Detecting fakeness is the wrong approach to dealing with a world where multimedia can be easily faked. We need to rely on the tools to confirm trust and identity. Mobile devices can also host private keys and contain high-end biometric sensors. There have to be better ways to verify user identity. When it comes to mass and social media, there’s a promising new standard for creating media traceability, as shown by the Coalition for Content Provenance and Authencity, or C2PA. Backed by Google , Microsoft , Adobe , and other tech giants, it seeks to create an easy way to sign and verify content. It’s very early, but if the major social platforms and smartphone makers adopt it with tight integration with Adobe's creative tools, it might make the web more trustworthy.
The Future
Trying to detect depfakes might seem like a practical response to them, but it’s proving to be a losing battle. Much like AI-generated text, deepfake detection technology for other modalities like images, video, and or even voice is quickly becoming a transient ability. Just as OpenAI's detection models struggled to keep pace with the sophistication of generated text, deepfake technologies have evolved to a point where they are often indistinguishable from genuine content. Moreover, the challenges of integrating detection systems into daily digital interactions raise significant privacy and usability concerns.

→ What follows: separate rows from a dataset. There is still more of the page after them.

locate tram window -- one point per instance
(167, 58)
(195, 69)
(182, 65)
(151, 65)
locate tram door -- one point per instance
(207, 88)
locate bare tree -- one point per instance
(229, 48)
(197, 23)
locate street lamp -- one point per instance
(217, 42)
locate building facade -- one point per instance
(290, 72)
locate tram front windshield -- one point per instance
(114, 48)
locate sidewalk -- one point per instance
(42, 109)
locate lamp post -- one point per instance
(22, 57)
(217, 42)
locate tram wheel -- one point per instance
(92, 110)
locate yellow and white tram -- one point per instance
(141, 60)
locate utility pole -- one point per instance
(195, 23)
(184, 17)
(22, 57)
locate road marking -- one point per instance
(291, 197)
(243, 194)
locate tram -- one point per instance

I don’t have the exact solution, but I know it must start with people. This is our approach at Mirage, and why our first product focuses on attack simulations and training. All the pieces exist for a technology solution like C2PA, but the hard part is assembling them in a way a five-year-old can use. If we’re not careful, the verification process could follow the path of PGP—after 34 years, it remains largely unusable for most. Deepfakes are a novel problem and require a novel solution.